Pour brimer sans conséquence et piétiner l’état de droit et la démocratie, il vaut mieux avoir quelque chose de précieux à revendre à « la communauté internationale ».

Pour bien des partisans du chef de l’État tchadien, le dernier sommet du G5 Sahel, cette semaine, à Ndjamena, a été pour le président Idriss Déby Itno, une consécration, utile, dans la perspective de la présidentielle d’avril prochain. L’opposition tchadienne a-t-elle tort de reprocher à la communauté internationale sa relative indifférence par rapport à ce sixième mandat, qu’une frange de la population dépeint comme simplement indécent ?

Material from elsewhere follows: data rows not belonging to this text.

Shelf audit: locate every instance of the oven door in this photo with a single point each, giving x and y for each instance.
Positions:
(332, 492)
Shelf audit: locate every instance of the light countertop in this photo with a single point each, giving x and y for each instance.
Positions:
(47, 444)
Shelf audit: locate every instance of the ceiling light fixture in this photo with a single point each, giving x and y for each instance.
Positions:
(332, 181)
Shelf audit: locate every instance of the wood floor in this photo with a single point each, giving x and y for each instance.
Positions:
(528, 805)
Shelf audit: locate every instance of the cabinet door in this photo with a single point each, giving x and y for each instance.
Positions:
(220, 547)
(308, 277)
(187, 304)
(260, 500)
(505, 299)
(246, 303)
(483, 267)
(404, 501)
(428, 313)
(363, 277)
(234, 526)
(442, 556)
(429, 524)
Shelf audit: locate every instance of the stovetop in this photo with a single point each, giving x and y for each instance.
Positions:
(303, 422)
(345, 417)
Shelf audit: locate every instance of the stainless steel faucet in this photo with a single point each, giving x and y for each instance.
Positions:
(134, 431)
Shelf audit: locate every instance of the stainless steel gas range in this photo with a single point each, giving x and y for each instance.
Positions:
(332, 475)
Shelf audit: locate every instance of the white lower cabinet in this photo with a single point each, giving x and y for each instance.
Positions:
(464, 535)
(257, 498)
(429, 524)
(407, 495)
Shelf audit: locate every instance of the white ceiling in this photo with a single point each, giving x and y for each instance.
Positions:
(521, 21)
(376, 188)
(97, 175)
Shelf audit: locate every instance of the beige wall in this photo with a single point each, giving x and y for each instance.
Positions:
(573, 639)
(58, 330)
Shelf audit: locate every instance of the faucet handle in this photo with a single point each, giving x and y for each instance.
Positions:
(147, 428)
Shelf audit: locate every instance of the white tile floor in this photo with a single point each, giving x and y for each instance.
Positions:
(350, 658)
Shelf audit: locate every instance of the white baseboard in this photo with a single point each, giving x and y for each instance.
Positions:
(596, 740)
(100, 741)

En Afrique plus qu’ailleurs, une vie d’opposant est souvent faite de fréquentes phases de très grande solitude, et même de détresse. Au regard des réalités qu’ils vivent ces temps-ci, les opposants tchadiens peuvent, en effet, éprouver par moments un sentiment d’abandon de la part d’une communauté internationale qui feint la surdité (et une certaine cécité), par rapport aux pratiques du régime tchadien, au nom de l’efficacité du président Déby Itno dans la lutte contre le terrorisme dans les pays du Sahel.

Les opposants tchadiens, sachant ce qu’ils savent, devraient-ils encore s’étonner de la mansuétude dont jouit le régime Déby hors du Tchad ? Certes, dans ses exigences en matière d’état de droit et de démocratie en Afrique, la communauté internationale n’a pas toujours été d’une constance très lisible. Elle s’accommode si souvent de despotisme et de corruption, dès lors que certains régimes savent être utiles aux intérêts géopolitiques plus ou moins lointains, plus ou moins avouables. Il arrive même que ladite communauté se montre conciliante avec un régime répressif, sur la base des seules richesses du sous-sol du pays, alors qu’elle se montre sans concession avec d’autres, moins dotés par la nature.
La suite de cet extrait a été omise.